Fuat YILMAZER

Fuat YILMAZER

[email protected]

NE BÜYÜK KALDI NE KÜÇÜK!

26 Şubat 2020 - 14:51

NE BÜYÜK KALDI NE KÜÇÜK!

                Gençler geleceğimizdir. Bu söz öylesine söylenmiş söz değildir. Bütün canlıların yaşam süresi sınırlıdır. İnsanında öyle. Nesil kuşaktan kuşağa devam ederek sürer.  Neslin devamı için gençler çok önemlidir. Genç kuşağın kalibresi, kalitesi iyi ise neslin kalitesi, kalibresi ve içinde bulundukları milletin, devletin huzuru, başarısı o kadar yüksek olur.

                Gelecek kuşağın beden, akıl ve ruh sağlığının iyi olması onlardan meydana gelecek millet ve devlet içinde iyidir.

                Doğan insan doğduğu yılların sosyal, kültürel özelliğini içselleştir. 1930’lar kuşağı ile 1960’lar kuşağı anlayış yaşayış ve ufuk çizgisi açısından birbirlerinden farklıdır.  1970’ler kuşağı ile 2010’lar da ki kuşağın aynı olması mümkün değildir.

                İnsanlar yaşadığı dönemin özelliklerini genelde üzerinde taşır. Bakış açısı, öngörüsü yaşayışlarına uygundur. Bunların dışına çıkan olmaz mı olur tabi. İşte onlarda toplumun ilerleyen mekanizmalarıdır, yol göstericileridir. Adları silinmez, manevi varlıkları devam eder.

                Bu konunun daha iyi anlaşılması açısından hafızalardan silinmesi çok zor olan iki fikir kutuplarında olan Ülkücüler ile Marksist solculardan örnekler verebiliriz.

                1960’ların, 1970’lerin ülkücüsü veya solcuları ile 1990’ların, 2010’ların ülkücüsü veya solcularının olaylara bakış açıları, değerlendirmeleri, yorumları, değerlendirmeleri farklıdır. Her kuşağın insanı da samimidir, davalarına bağlıdır, dürüsttür, davalarına hizmette kusur etmemeye çalışır. 2010’ların ülkücüsü solcusu ağabeyleriyle aynı duyguyu ideali paylaşır ama değerlendirmeleri, yorumlamaları, davranışları farklıdır. Bu farklılıkları yorumlayamayanlar arasında da duygusal kırılma, kavga veya daha ileri giderek fikirlerini inkâra kadar gider.

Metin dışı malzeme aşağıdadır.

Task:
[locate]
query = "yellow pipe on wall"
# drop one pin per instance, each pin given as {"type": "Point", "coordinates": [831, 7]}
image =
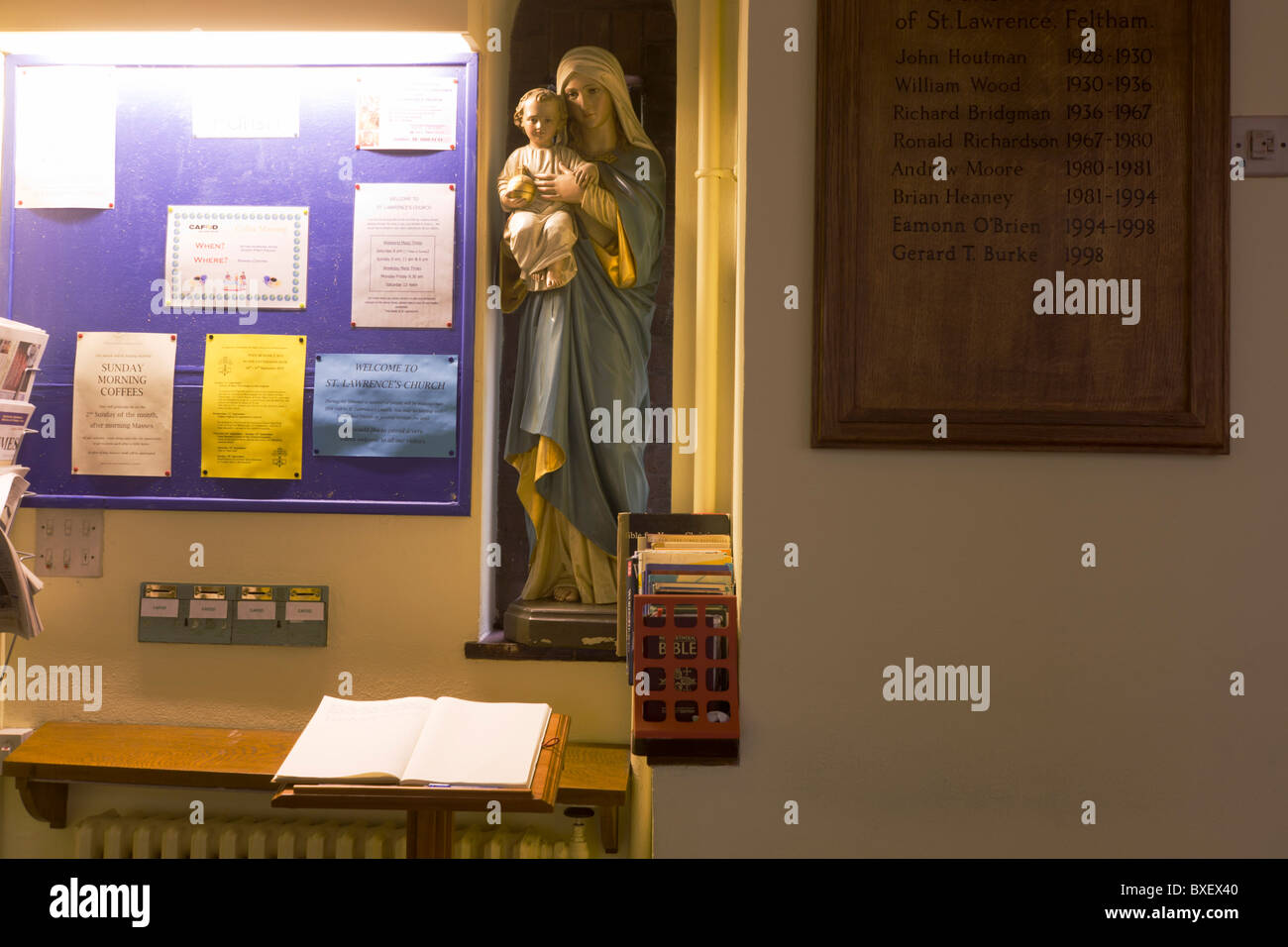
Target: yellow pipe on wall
{"type": "Point", "coordinates": [707, 277]}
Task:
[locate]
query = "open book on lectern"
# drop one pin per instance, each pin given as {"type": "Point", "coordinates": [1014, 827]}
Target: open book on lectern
{"type": "Point", "coordinates": [419, 741]}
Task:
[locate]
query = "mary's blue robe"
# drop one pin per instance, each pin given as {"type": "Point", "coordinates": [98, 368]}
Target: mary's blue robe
{"type": "Point", "coordinates": [583, 347]}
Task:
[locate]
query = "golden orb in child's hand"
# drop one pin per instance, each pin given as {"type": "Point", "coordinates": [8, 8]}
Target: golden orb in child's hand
{"type": "Point", "coordinates": [520, 187]}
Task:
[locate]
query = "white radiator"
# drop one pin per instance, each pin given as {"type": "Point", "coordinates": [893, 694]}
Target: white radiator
{"type": "Point", "coordinates": [156, 836]}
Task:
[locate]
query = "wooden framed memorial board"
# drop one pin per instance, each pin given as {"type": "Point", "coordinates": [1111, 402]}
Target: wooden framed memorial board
{"type": "Point", "coordinates": [1059, 278]}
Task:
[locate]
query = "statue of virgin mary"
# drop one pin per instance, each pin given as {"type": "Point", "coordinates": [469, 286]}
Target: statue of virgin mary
{"type": "Point", "coordinates": [585, 346]}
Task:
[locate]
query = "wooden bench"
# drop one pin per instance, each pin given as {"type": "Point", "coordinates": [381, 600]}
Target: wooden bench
{"type": "Point", "coordinates": [60, 754]}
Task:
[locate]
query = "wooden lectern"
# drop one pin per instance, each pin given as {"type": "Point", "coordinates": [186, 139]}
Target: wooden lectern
{"type": "Point", "coordinates": [429, 808]}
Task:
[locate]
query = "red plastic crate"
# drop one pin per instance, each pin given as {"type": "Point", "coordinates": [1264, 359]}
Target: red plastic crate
{"type": "Point", "coordinates": [692, 672]}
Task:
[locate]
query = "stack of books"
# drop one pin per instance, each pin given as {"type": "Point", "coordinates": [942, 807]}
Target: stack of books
{"type": "Point", "coordinates": [21, 351]}
{"type": "Point", "coordinates": [671, 554]}
{"type": "Point", "coordinates": [684, 565]}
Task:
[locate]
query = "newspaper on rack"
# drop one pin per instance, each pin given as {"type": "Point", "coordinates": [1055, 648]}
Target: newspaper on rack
{"type": "Point", "coordinates": [17, 607]}
{"type": "Point", "coordinates": [21, 351]}
{"type": "Point", "coordinates": [13, 487]}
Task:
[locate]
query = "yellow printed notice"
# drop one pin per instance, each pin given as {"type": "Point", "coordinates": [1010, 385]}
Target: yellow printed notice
{"type": "Point", "coordinates": [253, 406]}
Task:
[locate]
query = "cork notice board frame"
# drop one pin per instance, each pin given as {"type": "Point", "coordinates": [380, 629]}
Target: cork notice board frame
{"type": "Point", "coordinates": [1104, 174]}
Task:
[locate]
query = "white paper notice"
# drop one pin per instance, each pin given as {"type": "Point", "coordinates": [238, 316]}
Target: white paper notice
{"type": "Point", "coordinates": [246, 103]}
{"type": "Point", "coordinates": [123, 403]}
{"type": "Point", "coordinates": [406, 108]}
{"type": "Point", "coordinates": [64, 137]}
{"type": "Point", "coordinates": [402, 256]}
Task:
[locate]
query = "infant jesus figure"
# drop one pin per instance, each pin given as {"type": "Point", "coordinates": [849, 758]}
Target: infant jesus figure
{"type": "Point", "coordinates": [541, 232]}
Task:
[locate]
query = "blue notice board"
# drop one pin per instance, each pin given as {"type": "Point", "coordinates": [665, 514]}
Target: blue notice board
{"type": "Point", "coordinates": [71, 270]}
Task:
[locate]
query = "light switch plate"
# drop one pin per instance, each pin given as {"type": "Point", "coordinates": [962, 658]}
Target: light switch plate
{"type": "Point", "coordinates": [1261, 141]}
{"type": "Point", "coordinates": [68, 543]}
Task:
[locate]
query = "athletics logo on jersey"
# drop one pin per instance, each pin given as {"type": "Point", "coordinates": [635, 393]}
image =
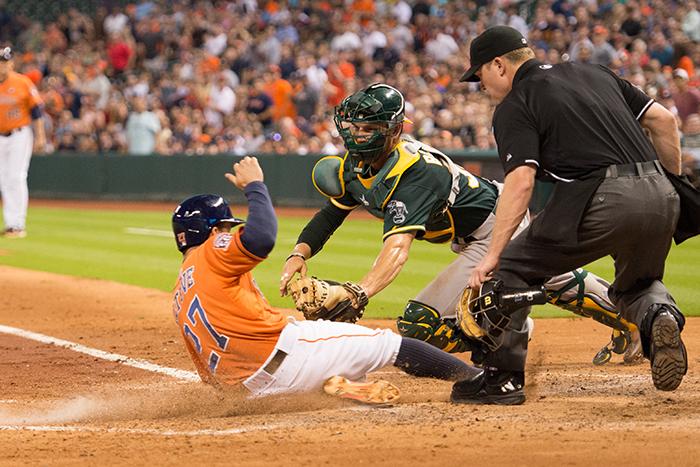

                2010’ların ülkücüsü veya solcusundan 1970’lerin ülkücü veya solcularının aynı olmalarını beklemek yanlıştır. Eğer öyle olursa zaten durumun durağan olması gelişme yaşanmadığını gösterir.

                Bir dönem hoş karşılanmayan, kirli sakal bırakma, saç uzatma, kadınlar da mini etek giyme gibi şekilsel durumlar bugün her iki kesimde de normal karşılanmaktadır.

                Öyle ise bakış açıları ve yorumlama kabiliyetleri şekilsel ve yüzeysel değil çağın gerçeklerine uygun olmaktadır. Önemli olan fikirdir, idealdir, özdür.  Onların özüne dokunmadan bulunduğun zamana göre yorumlayarak uygulamak başarıyı getirir.

                Gençler geleceğimizdir. Büyük diye adlandırdıkları yaş olarak değil de gerçek büyükse karşısındaki kardeşi konumunda ki gençlere sıkmadan, yormadan, kaçırmadan ürkütmeden yaklaşmalıdır. Gençlerde bu olgunluk çerçevesinde büyüklerini görmeli onlara karşı vefa duygununun olduğunu, vazgeçilmez bir saygı duygusuyla dolu olduklarını hissettirerek onları rahatlatmalıdır.

                “Ah bizim kuşak”, “ne büyük kaldı ne küçük”, “bu büyüklerde ne kadar kaprisli”, “eski kafayla bir yere varılmaz” söylemleri kuşaklar arasında ki mesafenin açılmasını hızlandırır.

                Sevgi, akıl, adalet, öngörü, sabır, duygudaşlık her konuda olduğu gibi bu konuda da çok önemlidir.

Sonuç; Dün yarına anlayış ve sevgi duymalı bugün düne saygı yarına da hem sevgi hem de ufuk olmalıdır.